Where’s the Trump phone? We’re going to keep talking about it every week. Last week, we spoke to executives from the company for the first time, and this week we’re back with more details on how it began.
Trump Mobile may bear the US president’s name, but he didn’t come up with the idea, and neither did any Trump. In fact, it was the executives at MVNO Liberty Mobile that approached the Trumps with a pitch for the company, and it wasn’t their first rodeo; five years earlier, Liberty Mobile tested the same playbook with world champion boxer Canelo Álvarez.
That’s according to Don Hendrickson and Eric Thomas, the two Trump Mobile executives I spoke to last week, when they gave me a first look at what they said was a near-final version of the T1 Phone.
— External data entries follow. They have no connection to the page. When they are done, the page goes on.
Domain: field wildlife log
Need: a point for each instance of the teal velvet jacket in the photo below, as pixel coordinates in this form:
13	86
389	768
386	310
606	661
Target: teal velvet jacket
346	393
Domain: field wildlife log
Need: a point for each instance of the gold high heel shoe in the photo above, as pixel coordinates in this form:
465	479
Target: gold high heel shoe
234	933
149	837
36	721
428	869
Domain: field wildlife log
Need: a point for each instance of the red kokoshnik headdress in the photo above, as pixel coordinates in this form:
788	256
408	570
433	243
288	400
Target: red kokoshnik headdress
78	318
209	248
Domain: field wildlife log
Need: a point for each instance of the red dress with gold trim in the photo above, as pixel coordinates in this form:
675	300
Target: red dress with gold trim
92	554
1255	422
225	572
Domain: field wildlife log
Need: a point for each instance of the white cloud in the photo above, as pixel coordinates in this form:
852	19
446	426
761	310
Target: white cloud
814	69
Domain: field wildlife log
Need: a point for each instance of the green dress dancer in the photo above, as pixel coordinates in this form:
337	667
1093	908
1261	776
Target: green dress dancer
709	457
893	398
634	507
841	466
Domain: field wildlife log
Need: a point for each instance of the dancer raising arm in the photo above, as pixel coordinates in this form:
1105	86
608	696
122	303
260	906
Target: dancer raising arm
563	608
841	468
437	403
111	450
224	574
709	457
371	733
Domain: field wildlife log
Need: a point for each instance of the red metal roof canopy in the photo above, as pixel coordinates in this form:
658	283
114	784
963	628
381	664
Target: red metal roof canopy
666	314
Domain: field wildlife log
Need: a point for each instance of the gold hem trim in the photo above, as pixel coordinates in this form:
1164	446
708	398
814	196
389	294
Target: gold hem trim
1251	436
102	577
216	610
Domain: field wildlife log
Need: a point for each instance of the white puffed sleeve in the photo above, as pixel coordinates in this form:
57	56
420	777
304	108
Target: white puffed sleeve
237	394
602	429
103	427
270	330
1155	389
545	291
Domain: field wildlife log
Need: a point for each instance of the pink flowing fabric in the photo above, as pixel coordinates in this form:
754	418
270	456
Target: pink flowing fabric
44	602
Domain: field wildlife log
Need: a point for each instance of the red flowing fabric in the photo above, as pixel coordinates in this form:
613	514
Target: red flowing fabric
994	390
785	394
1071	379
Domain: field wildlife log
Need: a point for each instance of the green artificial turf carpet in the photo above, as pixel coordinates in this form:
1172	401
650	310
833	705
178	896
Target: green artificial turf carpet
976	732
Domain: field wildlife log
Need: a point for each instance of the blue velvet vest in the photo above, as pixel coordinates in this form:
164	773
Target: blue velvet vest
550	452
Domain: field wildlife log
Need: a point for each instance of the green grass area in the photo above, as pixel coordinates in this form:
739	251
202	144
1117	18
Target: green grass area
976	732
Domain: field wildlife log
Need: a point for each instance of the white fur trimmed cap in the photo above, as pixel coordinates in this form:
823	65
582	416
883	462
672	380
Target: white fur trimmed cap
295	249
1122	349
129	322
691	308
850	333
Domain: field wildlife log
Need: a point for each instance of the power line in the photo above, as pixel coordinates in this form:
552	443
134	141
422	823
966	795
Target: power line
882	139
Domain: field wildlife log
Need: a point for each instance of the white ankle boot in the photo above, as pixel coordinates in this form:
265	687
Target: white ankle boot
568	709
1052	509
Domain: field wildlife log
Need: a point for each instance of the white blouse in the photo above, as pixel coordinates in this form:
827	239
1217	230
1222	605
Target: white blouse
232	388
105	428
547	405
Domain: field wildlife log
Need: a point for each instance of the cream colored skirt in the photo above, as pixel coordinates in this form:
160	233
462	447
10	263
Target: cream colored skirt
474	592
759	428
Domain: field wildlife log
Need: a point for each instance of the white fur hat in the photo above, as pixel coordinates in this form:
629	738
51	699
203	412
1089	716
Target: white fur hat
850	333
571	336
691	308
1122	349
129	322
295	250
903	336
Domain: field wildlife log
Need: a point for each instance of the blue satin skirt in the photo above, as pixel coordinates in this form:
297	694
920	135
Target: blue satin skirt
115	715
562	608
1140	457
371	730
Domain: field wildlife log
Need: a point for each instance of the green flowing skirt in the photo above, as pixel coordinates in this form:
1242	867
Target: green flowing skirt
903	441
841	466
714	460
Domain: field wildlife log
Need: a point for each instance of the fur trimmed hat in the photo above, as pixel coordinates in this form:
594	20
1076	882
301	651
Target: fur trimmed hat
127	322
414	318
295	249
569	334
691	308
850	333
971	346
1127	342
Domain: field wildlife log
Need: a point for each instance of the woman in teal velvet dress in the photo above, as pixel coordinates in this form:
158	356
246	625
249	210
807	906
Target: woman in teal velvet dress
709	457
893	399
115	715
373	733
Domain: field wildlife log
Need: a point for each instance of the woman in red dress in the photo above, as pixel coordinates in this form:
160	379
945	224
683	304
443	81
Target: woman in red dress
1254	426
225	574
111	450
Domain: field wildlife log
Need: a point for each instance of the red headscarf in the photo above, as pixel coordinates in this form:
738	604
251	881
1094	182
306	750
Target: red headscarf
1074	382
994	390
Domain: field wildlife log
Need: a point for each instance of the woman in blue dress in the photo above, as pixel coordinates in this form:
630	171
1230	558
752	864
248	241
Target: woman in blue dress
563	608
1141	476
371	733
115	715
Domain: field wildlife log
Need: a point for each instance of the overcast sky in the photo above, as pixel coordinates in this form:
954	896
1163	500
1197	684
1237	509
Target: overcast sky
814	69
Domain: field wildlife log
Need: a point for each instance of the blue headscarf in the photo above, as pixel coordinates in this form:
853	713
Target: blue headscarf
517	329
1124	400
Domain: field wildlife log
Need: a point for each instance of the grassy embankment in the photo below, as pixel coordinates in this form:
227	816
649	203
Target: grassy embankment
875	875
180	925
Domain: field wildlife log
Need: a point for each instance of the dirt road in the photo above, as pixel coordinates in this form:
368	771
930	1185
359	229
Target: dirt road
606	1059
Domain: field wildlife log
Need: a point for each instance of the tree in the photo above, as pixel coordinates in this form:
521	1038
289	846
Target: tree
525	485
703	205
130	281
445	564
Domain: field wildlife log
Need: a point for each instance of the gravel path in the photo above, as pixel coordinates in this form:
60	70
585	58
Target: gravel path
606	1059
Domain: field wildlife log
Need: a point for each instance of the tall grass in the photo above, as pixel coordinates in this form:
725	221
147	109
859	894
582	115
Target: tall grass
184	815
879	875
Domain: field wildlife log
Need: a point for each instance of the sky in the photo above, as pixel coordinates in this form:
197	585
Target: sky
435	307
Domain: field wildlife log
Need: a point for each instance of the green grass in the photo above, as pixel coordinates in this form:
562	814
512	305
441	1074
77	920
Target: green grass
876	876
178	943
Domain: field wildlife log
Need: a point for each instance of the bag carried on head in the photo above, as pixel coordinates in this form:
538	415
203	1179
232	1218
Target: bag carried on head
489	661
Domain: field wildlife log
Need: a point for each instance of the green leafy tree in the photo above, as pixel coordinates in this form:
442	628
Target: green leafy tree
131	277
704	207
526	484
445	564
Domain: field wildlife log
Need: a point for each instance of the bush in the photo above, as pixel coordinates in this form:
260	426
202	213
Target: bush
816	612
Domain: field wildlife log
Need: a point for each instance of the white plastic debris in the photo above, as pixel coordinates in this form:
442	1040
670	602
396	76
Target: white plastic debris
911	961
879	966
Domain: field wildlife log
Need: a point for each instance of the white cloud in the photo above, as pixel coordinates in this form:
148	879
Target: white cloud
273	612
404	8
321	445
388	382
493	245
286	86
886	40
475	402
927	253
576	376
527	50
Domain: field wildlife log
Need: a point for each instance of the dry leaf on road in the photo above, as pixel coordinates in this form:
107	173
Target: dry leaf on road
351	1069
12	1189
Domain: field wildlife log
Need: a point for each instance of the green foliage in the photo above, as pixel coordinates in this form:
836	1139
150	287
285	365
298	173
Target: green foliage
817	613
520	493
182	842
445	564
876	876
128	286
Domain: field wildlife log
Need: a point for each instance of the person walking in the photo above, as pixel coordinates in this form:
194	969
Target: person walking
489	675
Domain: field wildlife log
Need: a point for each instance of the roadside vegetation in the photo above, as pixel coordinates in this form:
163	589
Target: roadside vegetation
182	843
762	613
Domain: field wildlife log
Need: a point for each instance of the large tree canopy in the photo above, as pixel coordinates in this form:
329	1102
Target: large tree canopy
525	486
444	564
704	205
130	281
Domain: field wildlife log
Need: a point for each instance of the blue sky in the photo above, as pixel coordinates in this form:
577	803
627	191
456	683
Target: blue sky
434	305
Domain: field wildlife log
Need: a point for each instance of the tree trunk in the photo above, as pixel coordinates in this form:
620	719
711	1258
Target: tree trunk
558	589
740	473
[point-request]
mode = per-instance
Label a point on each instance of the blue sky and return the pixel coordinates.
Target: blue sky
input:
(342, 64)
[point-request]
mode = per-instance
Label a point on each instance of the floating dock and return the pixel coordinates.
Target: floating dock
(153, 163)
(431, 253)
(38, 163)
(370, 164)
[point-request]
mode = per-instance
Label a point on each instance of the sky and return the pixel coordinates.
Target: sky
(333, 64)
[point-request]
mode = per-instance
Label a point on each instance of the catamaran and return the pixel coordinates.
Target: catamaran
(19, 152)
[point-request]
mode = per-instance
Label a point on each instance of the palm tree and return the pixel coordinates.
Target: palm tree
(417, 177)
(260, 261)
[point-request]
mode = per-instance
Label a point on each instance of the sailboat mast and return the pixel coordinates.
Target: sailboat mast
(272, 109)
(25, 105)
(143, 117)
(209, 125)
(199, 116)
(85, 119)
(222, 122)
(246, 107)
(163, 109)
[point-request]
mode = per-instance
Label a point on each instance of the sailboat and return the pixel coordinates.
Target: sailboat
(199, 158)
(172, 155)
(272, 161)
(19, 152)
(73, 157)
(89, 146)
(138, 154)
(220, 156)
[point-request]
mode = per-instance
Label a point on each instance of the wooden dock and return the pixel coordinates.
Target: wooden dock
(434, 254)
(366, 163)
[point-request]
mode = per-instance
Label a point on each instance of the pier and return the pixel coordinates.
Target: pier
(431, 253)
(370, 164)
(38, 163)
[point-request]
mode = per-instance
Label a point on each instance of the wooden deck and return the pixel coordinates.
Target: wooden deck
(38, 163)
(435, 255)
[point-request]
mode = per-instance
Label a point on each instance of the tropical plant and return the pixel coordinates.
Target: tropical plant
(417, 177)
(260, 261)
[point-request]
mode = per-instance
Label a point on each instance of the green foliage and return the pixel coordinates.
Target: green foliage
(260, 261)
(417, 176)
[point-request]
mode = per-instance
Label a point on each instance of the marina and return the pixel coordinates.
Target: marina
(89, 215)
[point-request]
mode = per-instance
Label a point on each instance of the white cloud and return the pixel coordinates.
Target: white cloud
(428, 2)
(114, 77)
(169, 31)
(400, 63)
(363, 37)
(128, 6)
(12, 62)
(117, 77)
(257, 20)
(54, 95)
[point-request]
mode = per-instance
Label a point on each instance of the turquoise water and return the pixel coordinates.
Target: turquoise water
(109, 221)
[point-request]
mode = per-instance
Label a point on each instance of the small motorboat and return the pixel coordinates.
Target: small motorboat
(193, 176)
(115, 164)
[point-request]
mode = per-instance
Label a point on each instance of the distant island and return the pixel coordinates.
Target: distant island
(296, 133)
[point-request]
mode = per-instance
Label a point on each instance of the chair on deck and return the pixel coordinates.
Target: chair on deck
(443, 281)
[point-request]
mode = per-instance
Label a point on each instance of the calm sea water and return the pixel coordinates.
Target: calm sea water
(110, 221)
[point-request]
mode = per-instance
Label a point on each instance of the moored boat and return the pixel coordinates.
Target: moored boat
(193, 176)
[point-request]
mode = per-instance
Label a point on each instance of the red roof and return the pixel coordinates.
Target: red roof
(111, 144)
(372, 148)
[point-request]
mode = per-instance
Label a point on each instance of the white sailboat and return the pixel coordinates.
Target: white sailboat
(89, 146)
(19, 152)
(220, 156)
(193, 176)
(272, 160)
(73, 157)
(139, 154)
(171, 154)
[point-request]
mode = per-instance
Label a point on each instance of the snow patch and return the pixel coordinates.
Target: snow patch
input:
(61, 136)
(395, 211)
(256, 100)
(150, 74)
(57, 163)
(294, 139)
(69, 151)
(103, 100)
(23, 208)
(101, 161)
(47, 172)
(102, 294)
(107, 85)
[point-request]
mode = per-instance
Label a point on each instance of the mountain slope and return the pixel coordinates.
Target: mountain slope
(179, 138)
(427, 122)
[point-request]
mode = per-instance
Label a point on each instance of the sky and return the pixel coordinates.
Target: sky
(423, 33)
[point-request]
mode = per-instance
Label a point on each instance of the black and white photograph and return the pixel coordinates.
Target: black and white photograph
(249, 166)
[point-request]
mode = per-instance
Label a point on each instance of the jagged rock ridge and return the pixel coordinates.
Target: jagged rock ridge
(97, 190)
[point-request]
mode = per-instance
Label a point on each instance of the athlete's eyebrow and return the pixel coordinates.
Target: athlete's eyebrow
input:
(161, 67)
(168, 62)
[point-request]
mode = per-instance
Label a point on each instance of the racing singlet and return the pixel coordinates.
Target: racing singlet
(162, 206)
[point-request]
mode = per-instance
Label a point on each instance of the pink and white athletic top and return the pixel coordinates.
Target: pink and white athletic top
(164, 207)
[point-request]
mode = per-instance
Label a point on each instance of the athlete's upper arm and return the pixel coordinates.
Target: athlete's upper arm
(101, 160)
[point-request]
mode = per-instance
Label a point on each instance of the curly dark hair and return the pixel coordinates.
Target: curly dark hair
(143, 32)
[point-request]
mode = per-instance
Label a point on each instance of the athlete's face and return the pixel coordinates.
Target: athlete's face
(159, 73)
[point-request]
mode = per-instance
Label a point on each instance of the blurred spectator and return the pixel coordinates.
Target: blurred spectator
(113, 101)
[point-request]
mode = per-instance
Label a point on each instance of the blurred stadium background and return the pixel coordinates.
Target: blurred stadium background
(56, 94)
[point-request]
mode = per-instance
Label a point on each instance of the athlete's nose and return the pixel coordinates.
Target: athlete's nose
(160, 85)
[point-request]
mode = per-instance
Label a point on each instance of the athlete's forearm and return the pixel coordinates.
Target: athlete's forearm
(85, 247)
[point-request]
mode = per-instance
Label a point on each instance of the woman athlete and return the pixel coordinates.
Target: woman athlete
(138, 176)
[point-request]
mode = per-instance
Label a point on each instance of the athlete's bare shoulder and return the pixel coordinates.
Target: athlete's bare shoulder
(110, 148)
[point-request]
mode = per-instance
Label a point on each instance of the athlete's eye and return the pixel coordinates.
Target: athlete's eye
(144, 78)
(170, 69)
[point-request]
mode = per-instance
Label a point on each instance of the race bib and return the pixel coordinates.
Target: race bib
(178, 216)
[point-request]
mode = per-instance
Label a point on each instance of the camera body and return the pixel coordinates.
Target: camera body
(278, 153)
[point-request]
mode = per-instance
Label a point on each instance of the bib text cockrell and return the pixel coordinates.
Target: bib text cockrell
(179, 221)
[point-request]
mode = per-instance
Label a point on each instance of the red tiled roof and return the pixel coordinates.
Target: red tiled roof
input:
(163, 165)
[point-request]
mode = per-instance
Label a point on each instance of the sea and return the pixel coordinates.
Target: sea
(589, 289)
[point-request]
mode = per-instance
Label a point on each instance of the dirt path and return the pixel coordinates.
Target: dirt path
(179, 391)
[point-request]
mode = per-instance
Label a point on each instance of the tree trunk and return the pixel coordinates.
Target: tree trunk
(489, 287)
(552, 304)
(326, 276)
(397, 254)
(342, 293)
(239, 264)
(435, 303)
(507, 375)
Or, as Hendrickson repeatedly put it, when they decided to “open the kimono” to me and reveal more about the workings of the company.
Hendrickson has previously claimed to have come up with the initial idea for Trump Mobile. Talking to me last week he didn’t take full credit, but did say that the idea arose from conversations with the marketing team at Liberty Mobile — the MVNO owned by Hendrickson, Thomas, and fellow Trump Mobile executive Pat O’Brien. It was Hendrickson, however, who successfully pitched the idea to the Trump Organization.
“I got on a plane. I went down to Florida,” he told me. “I met with Eric Trump and his team and basically said, ‘Here’s what we would like to do. Here’s what we think we can do and here’s how we think we can help the American people.’”
What I didn’t realize before speaking to Hendrickson is that they’d tried this before. Only that time, it was with the boxer Canelo Álvarez. “We had a Canelo Mobile program with him and it was going out to service Mexican Americans here in the US, and we were looking at doing something along those lines,” Hendrickson said.
Canelo Mobile launched in May 2020 with familiar promises: wide-ranging cell coverage, perks like free international calling and roadside assistance (from Drive America, the same service bundled in with the Trump plan), and affordable Android phones, all bolstered by the presence of a famous name.
Unlike the Trump phone, the Canelo devices were nondescript, with no Canelo branding on the hardware itself. Image: Canelo Mobile
Canelo Mobile launched with two phones, dubbed The Legend and The Champ, and eventually added a third, The Contender. It made little effort to hide what they really were: handsets made by Hotpepper, a budget brand that has provided devices to budget MVNOs including Visible and Metro, along with the federal free phone program Lifeline. There’s not even a Canelo logo on the hardware, with Hotpepper’s distinctive chili logo in place instead. I reached out to Hotpepper for comment, but the support email on its website bounced.
Canelo Mobile did a better job of branding its accessories. It sold at least two separate pairs of over-ear headphones that bore Álvarez’s lettermark, and at various times sold different phone bundles advertising branded Bluetooth speakers, earbuds, baseball caps, keychains, and more.